Tuesday, 16 March 2010

  • Dating Delusions and Facts

    Comparing to the current affairs, market statistic, and the new life styles, television programs in the modern world have significantly challenged the dating circuit since unconventional misconceptions perpetuated by the media, while innocently as pure fiction, have found a strange way of rubbing into our common system. Reality Daing programs have always been an essential part of the TV broadcast, but the bar has been on the way up, or on the way down, really up to how you look at it. In addition to the widely followed thrash of crazy dating shows, Who Wants to Marry a Millionaire?, Who Wants to Marry My Dad?, The Bachelor, The Bachelorette, and My Big, Fat, Ugly Fiancé have not just made dating a contact game but drilled into minds of the viewers that hot tubs and no holds barred necking before a TV camera are natural circumstances of dating. Principles about no necking on the first night out and no sexual intercourse until the third night out seem laughably out of fashion if you watch television. Dating as a passionate game - invariably not devoid of body contact and passionate affections - has cheapened, degraded, and sexualized dating as well as intensified aggression in patterns we're not even completely aware of.
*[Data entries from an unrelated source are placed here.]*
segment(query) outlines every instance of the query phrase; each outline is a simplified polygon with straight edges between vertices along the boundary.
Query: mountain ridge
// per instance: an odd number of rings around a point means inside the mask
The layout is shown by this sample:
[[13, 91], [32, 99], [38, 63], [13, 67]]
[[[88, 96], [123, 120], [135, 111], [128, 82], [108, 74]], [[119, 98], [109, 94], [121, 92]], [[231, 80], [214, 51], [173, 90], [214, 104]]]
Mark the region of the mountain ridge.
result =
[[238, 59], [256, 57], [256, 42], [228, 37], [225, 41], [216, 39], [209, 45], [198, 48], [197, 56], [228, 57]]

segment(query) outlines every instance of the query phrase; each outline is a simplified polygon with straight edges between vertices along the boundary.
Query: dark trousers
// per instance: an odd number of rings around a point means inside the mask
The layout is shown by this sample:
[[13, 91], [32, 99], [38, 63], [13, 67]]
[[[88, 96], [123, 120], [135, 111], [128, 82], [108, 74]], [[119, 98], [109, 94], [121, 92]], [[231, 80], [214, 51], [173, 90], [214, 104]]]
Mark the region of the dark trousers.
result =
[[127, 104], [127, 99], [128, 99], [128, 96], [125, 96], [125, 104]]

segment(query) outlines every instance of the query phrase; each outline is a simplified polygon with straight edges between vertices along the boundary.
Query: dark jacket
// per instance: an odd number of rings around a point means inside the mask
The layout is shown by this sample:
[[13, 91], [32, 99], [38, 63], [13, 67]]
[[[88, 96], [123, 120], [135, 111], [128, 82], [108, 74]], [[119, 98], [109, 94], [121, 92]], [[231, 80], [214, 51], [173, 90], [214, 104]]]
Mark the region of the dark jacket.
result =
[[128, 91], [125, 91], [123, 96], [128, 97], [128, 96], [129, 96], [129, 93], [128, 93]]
    Okay, so many of us invariably look at television dating programs and comment, "That's absurb!" We acknowledge that plenty of editing and prompting behind the scene. But we are all sucked in, subtly or big time, by these shows in demonstrating how we date, how we assess the opposite sex, our own behavior, and what's normal and what's not. Dating on TV has made aggression, rude behavior, and just unfathomable nastiness element of the every day relationship aong men and women, making the war between the sexes look as if a bombed-out landscape with not many individuals and enormous victims.

    Contributing to the existing confusion is the fabrication that plenty of television programs suggest that being gay is not only common but hip and nearly ubiquitous, which has obviously intensified the potential for at least wondering yourself bisexual, or even more disturbing, getting your partner think him or herself bisexual. Hence dating has turned into a question of will or won't your date come out of the closet after you get to know him or her better. Fortunately enough, the data on the percentage of Americans reported and reporting as gay is unchanged since Alfred Kinsey's compilations 60 years earlier. Thirty years before, TV would have you convinced no American was gay; nowadays TV would encourage you to conclude every American is gay.

    Welsh Dresser
  • Hi everyone! I'm just getting started on Xanga... Drop me a comment if you've got some ideas on what to do first - or just to say, "Hi!"